The women’s club building, located at 357 G Street, is one of the oldest in Chula Vista. Opened in 1928, the structure is also one of the few remaining that was built in the Spanish-Colonial style. Throughout the decades, the place has been used for flower shows (1921–1947), literary roundtables (1924 to the 1990s), and the Fiesta de la Luna celebration, which started in 1932.
At a certain point, members of the club were predominantly older women.
“We’ve got the same problem now," Berrian says. "We’ve got ladies whose average age is 75. And so, we have ladies who can’t be sweeping and mopping and keeping up the building.… We have to count on somebody to help us out.”
In 1991, the city took over the property and signed a contract that included three main provisions: the women would be able to use the facility without charge, the club would receive 25 percent of all money raised from the rental of the facility, and the city would furnish a custodian and be responsible for gardening, maintenance, and refurbishment of the building.
Richard Hopkins, director of Public Works for the City of Chula Vista, explains, “We have a janitorial group that goes in after there is an event, so that’s the fees that people pay for…. We do the floors once a year and replace windows when they get broken…. You have to paint it every now and then. You have to fix the roof every now and then — that’s the stuff that we haven’t been doing.”
In 2003, the city conducted a preliminary feasibility study that concluded the building needed extensive repairs: the estimated cost was $355,479. Hopkins says that the price for repairs has probably risen to $1 million.
But the money for that kind of renovation isn’t available. In fiscal year 2015, rental revenue for the building was $39,948. The women’s club still gets 25 percent of that income, which in turn they donate to about 12 charitable organizations, including OnStage Productions and South Bay Community Services.
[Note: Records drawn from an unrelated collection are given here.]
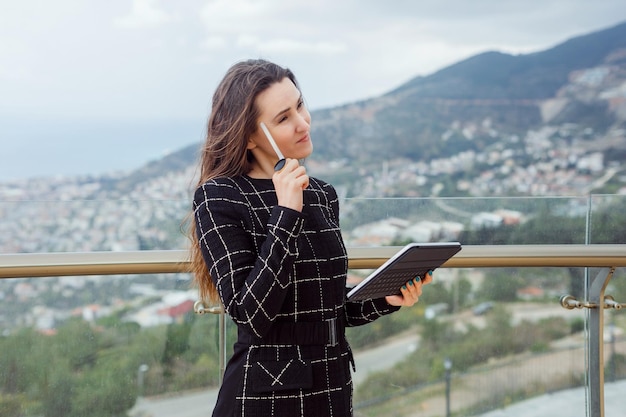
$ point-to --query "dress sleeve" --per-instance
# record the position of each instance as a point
(252, 282)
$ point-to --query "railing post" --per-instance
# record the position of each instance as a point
(595, 352)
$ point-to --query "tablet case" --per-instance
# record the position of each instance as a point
(414, 259)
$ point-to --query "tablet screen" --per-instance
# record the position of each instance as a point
(414, 259)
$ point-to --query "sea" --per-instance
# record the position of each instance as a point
(50, 149)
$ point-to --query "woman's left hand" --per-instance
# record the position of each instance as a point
(410, 292)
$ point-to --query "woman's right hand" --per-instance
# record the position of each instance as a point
(289, 183)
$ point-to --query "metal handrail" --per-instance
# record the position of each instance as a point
(606, 257)
(173, 261)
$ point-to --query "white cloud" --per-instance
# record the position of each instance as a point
(144, 13)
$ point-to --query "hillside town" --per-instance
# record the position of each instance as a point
(407, 201)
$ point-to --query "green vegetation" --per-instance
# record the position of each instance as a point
(93, 370)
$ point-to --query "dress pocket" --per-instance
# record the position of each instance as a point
(269, 376)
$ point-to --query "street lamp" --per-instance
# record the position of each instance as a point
(143, 368)
(447, 364)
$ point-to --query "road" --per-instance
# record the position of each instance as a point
(200, 404)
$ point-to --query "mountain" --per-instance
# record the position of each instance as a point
(473, 105)
(506, 91)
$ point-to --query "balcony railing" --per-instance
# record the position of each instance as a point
(603, 258)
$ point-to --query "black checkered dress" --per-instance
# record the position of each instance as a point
(281, 276)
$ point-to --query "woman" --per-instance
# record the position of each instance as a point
(267, 244)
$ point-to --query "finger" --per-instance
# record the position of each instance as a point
(428, 278)
(409, 297)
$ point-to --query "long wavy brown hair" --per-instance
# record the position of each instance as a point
(232, 121)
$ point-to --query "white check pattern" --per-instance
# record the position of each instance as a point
(272, 264)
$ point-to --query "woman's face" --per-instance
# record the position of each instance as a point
(281, 108)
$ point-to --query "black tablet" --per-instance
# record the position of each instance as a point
(414, 259)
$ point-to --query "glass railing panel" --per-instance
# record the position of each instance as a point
(91, 225)
(69, 344)
(488, 302)
(524, 325)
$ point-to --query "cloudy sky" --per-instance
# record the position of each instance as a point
(93, 86)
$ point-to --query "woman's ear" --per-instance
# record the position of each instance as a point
(251, 144)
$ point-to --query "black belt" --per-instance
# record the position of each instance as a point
(326, 332)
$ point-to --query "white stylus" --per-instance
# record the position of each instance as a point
(281, 159)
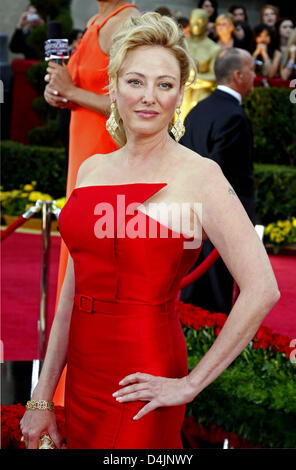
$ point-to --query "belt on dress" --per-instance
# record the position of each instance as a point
(89, 304)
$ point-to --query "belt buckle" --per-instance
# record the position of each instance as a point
(86, 303)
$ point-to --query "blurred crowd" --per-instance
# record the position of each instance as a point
(272, 42)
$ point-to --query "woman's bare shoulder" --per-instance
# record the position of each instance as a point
(96, 163)
(197, 167)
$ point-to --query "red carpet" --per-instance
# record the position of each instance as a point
(20, 284)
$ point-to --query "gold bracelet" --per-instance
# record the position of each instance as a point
(40, 405)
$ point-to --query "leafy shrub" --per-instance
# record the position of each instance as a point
(47, 166)
(255, 397)
(273, 118)
(275, 192)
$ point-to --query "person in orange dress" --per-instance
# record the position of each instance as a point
(127, 232)
(81, 86)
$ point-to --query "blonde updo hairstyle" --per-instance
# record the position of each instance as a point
(149, 29)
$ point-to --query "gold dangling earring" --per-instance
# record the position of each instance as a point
(178, 129)
(111, 123)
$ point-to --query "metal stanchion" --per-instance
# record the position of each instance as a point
(48, 207)
(46, 225)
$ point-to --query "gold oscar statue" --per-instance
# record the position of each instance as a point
(204, 52)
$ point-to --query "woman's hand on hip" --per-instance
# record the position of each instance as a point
(35, 423)
(158, 391)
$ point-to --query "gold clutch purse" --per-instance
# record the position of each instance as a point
(46, 442)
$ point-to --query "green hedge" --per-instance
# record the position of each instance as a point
(275, 192)
(273, 118)
(255, 397)
(21, 164)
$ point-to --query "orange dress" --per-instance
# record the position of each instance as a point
(88, 134)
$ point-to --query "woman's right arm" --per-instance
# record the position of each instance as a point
(35, 422)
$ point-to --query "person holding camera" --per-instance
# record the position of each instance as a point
(29, 20)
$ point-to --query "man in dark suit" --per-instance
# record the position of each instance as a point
(218, 128)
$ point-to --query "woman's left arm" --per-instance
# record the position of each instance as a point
(61, 85)
(232, 233)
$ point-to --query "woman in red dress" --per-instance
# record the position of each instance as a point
(81, 86)
(116, 325)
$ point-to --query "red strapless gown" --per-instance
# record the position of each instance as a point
(123, 321)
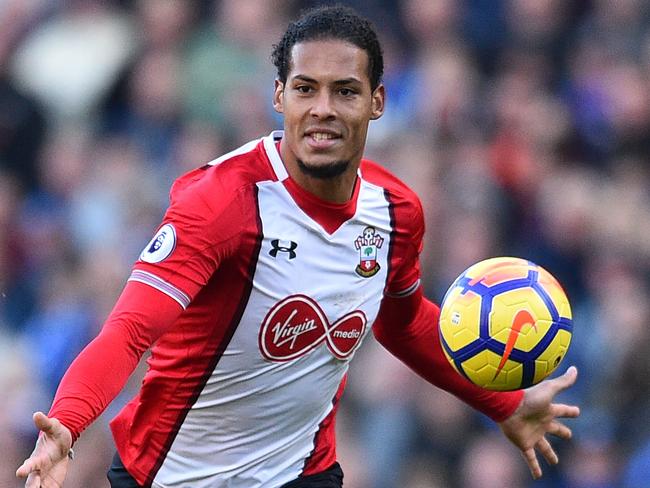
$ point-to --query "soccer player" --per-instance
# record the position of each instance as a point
(272, 264)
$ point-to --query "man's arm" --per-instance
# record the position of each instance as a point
(408, 328)
(94, 379)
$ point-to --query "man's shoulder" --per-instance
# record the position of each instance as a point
(224, 177)
(397, 191)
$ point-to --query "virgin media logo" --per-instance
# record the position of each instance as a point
(296, 325)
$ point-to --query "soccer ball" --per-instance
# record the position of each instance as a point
(505, 324)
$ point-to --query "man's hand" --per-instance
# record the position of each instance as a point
(537, 416)
(48, 463)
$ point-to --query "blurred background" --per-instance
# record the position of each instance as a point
(524, 126)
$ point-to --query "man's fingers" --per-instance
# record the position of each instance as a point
(560, 430)
(533, 463)
(26, 468)
(43, 423)
(562, 410)
(33, 481)
(547, 451)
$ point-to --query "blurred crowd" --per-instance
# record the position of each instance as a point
(524, 126)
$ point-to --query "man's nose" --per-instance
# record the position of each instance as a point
(323, 107)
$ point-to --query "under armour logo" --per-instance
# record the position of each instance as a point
(291, 248)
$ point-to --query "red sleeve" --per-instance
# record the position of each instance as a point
(98, 374)
(407, 327)
(202, 226)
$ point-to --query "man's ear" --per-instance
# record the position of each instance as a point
(278, 97)
(378, 102)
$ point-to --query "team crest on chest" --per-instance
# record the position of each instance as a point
(368, 244)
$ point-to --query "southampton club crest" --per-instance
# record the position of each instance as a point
(367, 244)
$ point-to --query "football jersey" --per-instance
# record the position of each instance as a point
(279, 289)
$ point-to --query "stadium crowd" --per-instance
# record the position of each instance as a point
(524, 126)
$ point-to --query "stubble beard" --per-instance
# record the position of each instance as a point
(324, 171)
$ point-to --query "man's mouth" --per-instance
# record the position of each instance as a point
(322, 136)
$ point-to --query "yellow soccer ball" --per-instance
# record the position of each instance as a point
(505, 324)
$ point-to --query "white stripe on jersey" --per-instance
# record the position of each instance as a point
(161, 285)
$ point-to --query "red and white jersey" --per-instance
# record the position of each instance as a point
(279, 289)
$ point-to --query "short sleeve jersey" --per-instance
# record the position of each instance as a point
(279, 288)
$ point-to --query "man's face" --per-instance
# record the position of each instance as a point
(327, 104)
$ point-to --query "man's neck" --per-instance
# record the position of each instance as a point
(338, 189)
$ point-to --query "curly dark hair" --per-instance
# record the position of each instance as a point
(331, 22)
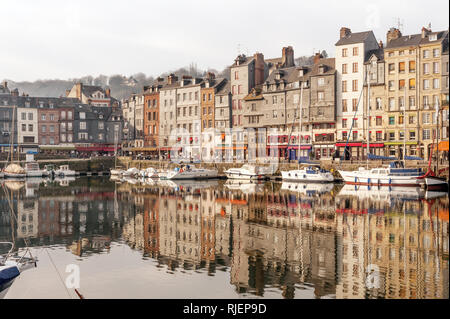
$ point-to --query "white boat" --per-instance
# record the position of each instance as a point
(309, 189)
(14, 171)
(32, 170)
(116, 172)
(191, 172)
(64, 170)
(246, 187)
(11, 266)
(313, 174)
(149, 172)
(132, 171)
(392, 175)
(248, 171)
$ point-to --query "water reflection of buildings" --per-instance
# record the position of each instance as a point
(402, 240)
(304, 243)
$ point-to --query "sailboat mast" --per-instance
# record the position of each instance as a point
(404, 129)
(368, 118)
(300, 125)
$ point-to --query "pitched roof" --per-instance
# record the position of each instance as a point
(356, 37)
(379, 53)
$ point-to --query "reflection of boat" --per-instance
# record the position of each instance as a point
(132, 171)
(64, 180)
(14, 171)
(188, 183)
(191, 172)
(393, 175)
(245, 186)
(248, 171)
(311, 173)
(382, 193)
(307, 188)
(64, 170)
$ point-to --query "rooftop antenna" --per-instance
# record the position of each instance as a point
(400, 24)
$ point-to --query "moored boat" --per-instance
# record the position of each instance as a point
(64, 170)
(313, 174)
(393, 175)
(248, 171)
(191, 172)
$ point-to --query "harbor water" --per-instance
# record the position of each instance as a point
(221, 239)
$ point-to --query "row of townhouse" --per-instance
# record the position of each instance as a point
(64, 124)
(259, 105)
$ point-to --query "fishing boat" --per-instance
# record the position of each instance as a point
(149, 172)
(313, 174)
(191, 172)
(14, 171)
(394, 174)
(64, 170)
(11, 266)
(309, 189)
(32, 170)
(248, 171)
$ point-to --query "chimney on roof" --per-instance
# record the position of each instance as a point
(287, 58)
(345, 32)
(317, 57)
(259, 68)
(393, 34)
(79, 89)
(425, 31)
(171, 79)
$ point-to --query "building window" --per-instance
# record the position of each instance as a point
(391, 85)
(379, 105)
(354, 104)
(344, 105)
(391, 120)
(391, 67)
(344, 86)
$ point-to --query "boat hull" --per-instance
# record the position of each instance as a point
(196, 174)
(358, 178)
(302, 176)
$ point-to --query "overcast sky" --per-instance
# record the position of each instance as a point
(49, 39)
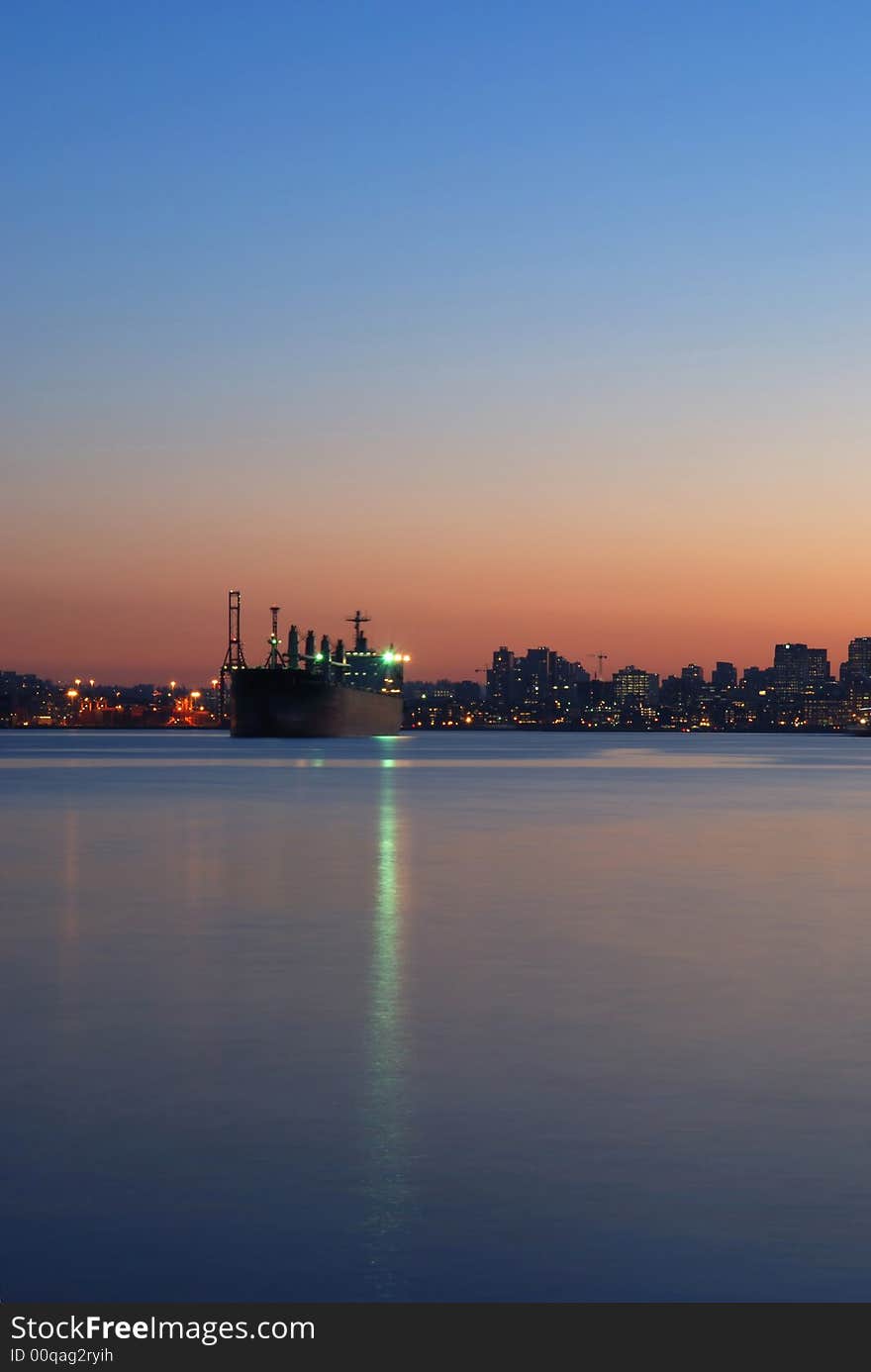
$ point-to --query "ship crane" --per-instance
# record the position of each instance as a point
(359, 638)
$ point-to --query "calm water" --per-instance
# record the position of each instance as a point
(436, 1019)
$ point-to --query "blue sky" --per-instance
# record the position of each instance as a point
(294, 239)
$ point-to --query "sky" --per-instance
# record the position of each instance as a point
(505, 323)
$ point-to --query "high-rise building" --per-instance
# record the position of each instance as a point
(501, 688)
(725, 675)
(859, 657)
(633, 685)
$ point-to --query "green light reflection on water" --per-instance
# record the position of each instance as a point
(388, 1191)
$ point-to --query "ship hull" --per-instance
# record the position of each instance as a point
(276, 703)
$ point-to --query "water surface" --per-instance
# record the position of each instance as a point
(494, 1017)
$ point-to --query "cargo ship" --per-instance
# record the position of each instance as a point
(313, 689)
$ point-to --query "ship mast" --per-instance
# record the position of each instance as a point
(359, 638)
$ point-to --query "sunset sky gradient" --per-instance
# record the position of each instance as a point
(507, 323)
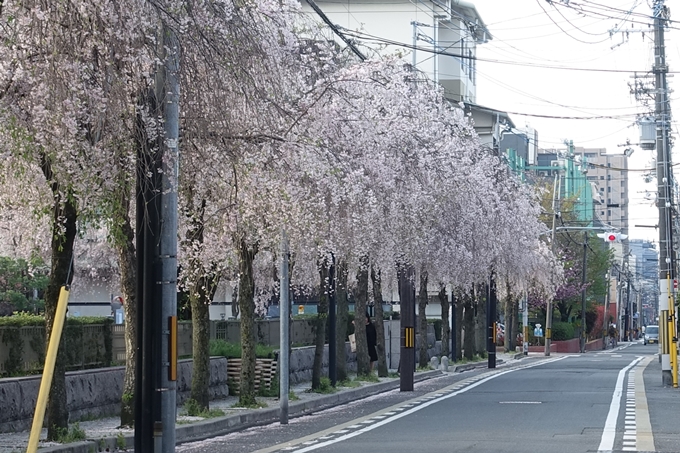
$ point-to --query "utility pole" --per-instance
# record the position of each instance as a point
(583, 294)
(664, 180)
(284, 348)
(332, 304)
(157, 179)
(548, 315)
(491, 322)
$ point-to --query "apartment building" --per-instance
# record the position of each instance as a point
(438, 37)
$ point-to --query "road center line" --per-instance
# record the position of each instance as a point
(421, 406)
(609, 432)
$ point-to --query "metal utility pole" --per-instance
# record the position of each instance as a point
(525, 324)
(549, 309)
(157, 177)
(284, 348)
(583, 294)
(664, 183)
(453, 328)
(332, 343)
(491, 322)
(628, 305)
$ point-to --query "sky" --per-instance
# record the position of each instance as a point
(551, 54)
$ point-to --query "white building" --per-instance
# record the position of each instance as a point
(438, 37)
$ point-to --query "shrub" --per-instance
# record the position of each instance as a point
(222, 348)
(562, 331)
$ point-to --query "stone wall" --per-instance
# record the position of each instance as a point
(93, 393)
(302, 362)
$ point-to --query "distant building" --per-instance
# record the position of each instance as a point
(437, 37)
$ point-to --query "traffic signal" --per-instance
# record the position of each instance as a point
(612, 236)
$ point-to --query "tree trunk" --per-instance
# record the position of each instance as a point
(201, 296)
(480, 320)
(360, 303)
(341, 319)
(379, 323)
(127, 266)
(469, 315)
(423, 359)
(320, 324)
(63, 235)
(64, 217)
(446, 328)
(459, 306)
(246, 304)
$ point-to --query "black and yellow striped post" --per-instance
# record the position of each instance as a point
(407, 302)
(491, 321)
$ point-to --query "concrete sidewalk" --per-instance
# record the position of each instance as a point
(105, 434)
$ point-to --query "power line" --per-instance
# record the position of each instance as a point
(367, 36)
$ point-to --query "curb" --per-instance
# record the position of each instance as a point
(224, 425)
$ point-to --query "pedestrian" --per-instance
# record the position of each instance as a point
(372, 341)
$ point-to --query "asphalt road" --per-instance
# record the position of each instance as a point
(599, 401)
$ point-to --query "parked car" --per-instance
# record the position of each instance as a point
(651, 334)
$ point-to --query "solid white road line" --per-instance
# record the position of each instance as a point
(609, 432)
(421, 406)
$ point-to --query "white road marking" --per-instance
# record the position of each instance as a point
(422, 406)
(519, 402)
(609, 431)
(645, 437)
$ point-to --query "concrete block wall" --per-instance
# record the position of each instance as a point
(93, 393)
(302, 362)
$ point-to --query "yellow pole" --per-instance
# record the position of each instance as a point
(48, 370)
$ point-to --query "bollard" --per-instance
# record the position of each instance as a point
(434, 363)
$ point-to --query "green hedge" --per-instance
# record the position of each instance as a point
(222, 348)
(562, 331)
(78, 350)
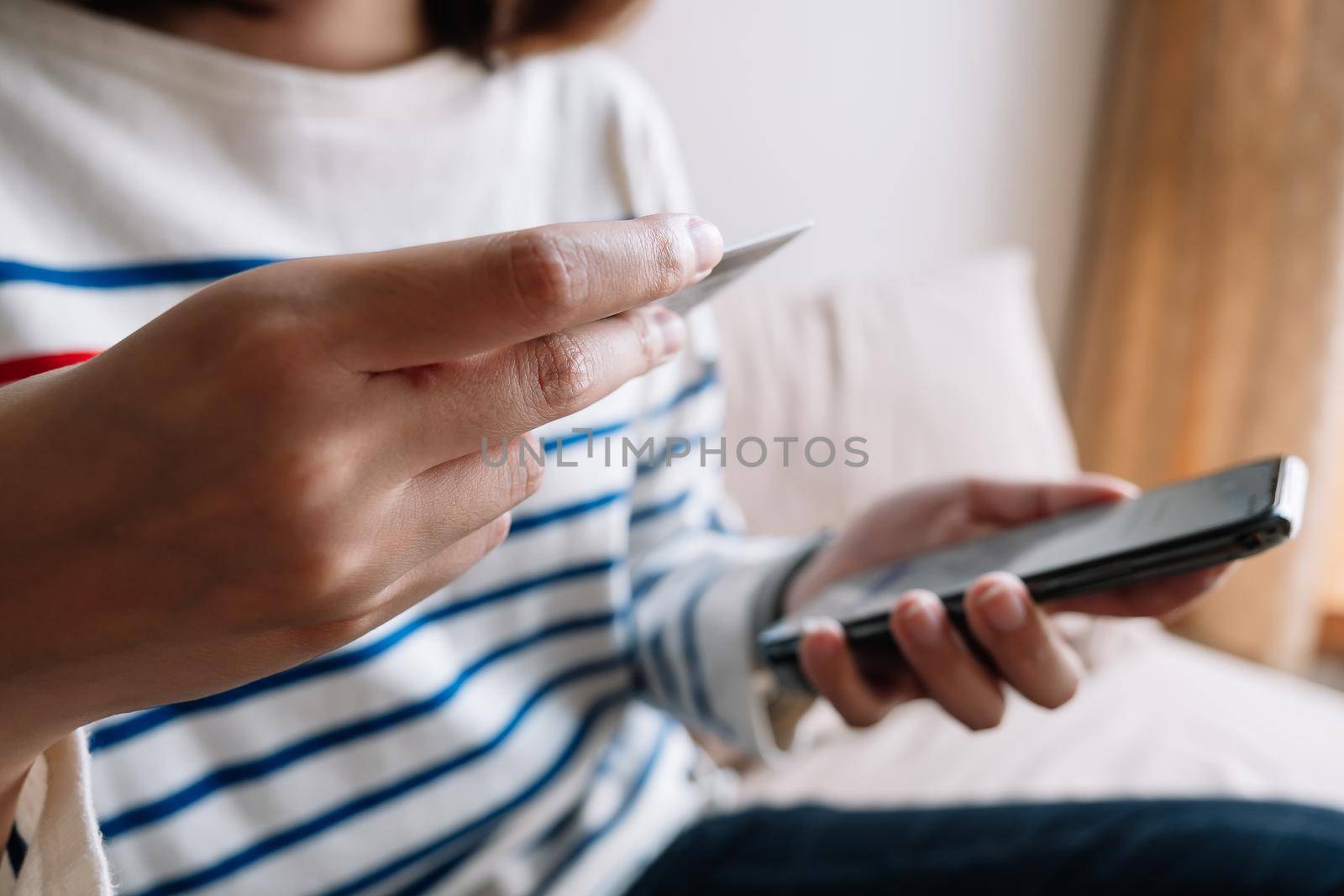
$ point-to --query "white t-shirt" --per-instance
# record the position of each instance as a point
(519, 731)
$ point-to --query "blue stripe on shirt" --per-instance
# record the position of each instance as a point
(369, 801)
(691, 649)
(129, 275)
(490, 820)
(628, 801)
(112, 734)
(248, 770)
(17, 848)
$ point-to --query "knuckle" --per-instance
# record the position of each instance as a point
(864, 718)
(985, 718)
(548, 275)
(319, 571)
(672, 259)
(526, 476)
(1061, 694)
(564, 371)
(497, 531)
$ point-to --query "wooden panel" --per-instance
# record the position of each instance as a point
(1207, 305)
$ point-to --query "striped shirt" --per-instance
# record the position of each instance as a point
(523, 730)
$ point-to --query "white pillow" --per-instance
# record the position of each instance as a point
(944, 374)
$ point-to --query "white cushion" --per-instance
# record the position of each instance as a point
(944, 374)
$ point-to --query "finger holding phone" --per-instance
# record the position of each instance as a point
(1015, 644)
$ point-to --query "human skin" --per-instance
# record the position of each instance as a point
(292, 457)
(284, 461)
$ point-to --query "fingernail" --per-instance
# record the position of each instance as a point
(709, 244)
(671, 331)
(921, 617)
(1001, 606)
(827, 647)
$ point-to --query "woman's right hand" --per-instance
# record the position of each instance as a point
(293, 456)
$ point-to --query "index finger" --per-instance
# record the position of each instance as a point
(430, 304)
(1005, 503)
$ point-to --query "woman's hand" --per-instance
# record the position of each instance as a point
(1027, 652)
(295, 456)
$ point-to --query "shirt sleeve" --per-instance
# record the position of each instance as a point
(54, 848)
(701, 589)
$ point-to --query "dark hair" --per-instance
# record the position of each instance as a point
(484, 29)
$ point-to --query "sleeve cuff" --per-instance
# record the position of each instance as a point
(729, 618)
(55, 821)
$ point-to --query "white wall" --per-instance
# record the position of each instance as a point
(911, 130)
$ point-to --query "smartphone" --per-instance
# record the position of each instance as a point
(1178, 528)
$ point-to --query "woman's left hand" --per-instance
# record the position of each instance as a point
(1028, 653)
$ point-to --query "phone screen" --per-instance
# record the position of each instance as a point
(1072, 539)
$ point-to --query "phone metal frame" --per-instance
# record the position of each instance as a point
(875, 649)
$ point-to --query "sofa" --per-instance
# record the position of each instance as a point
(947, 374)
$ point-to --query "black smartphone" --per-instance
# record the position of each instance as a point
(1178, 528)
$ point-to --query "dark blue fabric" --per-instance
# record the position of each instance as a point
(18, 849)
(1124, 848)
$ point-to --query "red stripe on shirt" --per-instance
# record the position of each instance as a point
(18, 369)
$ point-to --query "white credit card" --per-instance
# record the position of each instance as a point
(737, 261)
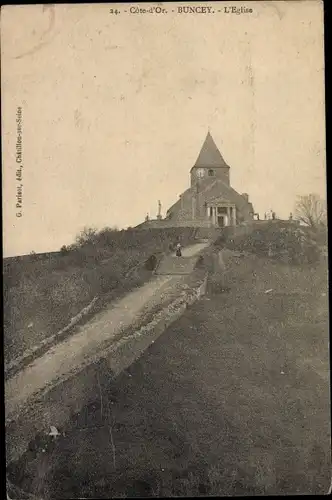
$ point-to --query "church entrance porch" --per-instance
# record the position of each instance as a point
(221, 215)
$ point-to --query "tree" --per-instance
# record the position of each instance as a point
(310, 209)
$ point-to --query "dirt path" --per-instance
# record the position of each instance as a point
(77, 349)
(222, 404)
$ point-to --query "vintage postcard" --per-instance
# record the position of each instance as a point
(166, 327)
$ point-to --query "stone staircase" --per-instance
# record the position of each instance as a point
(173, 265)
(208, 233)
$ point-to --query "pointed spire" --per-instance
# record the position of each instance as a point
(210, 155)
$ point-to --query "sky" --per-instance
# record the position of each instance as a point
(115, 109)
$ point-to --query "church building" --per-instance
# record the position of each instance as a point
(210, 201)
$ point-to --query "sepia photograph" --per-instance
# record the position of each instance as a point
(165, 250)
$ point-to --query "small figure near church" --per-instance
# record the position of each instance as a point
(159, 210)
(178, 250)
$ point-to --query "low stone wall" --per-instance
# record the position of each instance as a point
(57, 404)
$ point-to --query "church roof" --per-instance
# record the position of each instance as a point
(210, 155)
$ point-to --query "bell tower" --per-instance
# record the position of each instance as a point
(209, 164)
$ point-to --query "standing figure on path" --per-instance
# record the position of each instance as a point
(178, 250)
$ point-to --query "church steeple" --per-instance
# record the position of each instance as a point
(210, 163)
(210, 155)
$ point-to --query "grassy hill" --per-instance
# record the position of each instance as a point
(43, 292)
For renovations, Hopkins says, “I get money out of the general fund every year for public works. We take care of all the facilities as best we can with those resources. So it gets spread around pretty thinly.”
The club's stage
Berrian believes that if the city would fix up the building, they would get more groups coming in to use it, which would raise more money. “But they don’t seem to be making that association. If they got that kitchen up and running, they’d have all kinds of events in here.”
Currently, Berrian says, “Anyone who wants to come here and use this facility has no use of the stove or dish-washing stuff because it’s just not working — it’s dead.” A toilet has overflowed, the electrical system needs a makeover, and the roof needs to be replaced, she says.
Berrian has met a few times with Chula Vista councilmember Patricia Aguilar, whom she says was very interested in the preservation of the property — listed as Chula Vista’s Historic Site #12. But Berrian's meetings with Aguilar went nowhere, she says.
Meanwhile, Public Works director Hopkins explains that all city properties are suffering from a lack of resources. If things don’t change, the women’s club might even turn into Rohr Manor. A few years ago, the historic building was closed after the ceiling started to cave in; the city then fenced it off.
Probably the only way the women’s club can be saved is through private donors or grants.
“Our hope is that something will come along,” Hopkins says.
The author is a member of the South Bay Historical Society, the Chula Vista Heritage Museum, and a historic preservation commissioner for the City of Chula Vista.